The proposition is not a referendum law, it's an amendment to the California State Constitution.
It was done that way to overrule the appelate court decision that overturned the original California referendum preventing queers "marrying" each other. Retro nomenclature and references intentional...
So the question really at issue is whether the SCOTUS has the jurisdiction to overturn an element of a State Constitution.
It's unprecedented to imagine that it does. The States are sovereign, and if the federal union doesn't like the State Constitution, it's a matter for Congress to debate, not the SCOTUS, because that was the body that accepted the State application for inclusion in the Union.
Courts don't have the right to re-write the founding documents of either the Union or the States of the Union.
To put it in clearer terms, do the Courts have the right to declare the Constitution Un-Constitutional?

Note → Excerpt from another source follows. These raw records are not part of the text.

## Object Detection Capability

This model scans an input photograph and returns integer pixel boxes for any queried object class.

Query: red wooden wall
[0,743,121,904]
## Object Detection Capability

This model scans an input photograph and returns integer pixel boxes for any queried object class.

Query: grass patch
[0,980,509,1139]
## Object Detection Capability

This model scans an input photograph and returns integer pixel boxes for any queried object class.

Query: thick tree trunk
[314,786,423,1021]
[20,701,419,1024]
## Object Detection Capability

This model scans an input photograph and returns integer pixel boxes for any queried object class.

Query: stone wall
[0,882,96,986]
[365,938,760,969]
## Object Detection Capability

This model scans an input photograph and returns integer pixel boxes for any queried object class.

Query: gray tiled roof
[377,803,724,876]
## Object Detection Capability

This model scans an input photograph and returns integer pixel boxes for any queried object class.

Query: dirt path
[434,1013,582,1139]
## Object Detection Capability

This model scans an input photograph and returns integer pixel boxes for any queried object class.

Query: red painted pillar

I can think of nothing more absurd.
I do not remember which court started the practice, but Scotus has increasingly “incorporated” the US Bill of Rights and applied it to the States. It is a sh!tty subterfuge, because the sovereign people of CA approved prop 8 just as conventions of others ratified the US Constitution.
Thank the 17th Amendment. Since States could no longer defend themselves it effectively repealed the Ninth and Tenth. Once a dispassionate umpire, Scotus is part of the same ruling class as Congress and the Prez. Aside from calling a Constitutional Convention, there isn't a thing the States can do about it.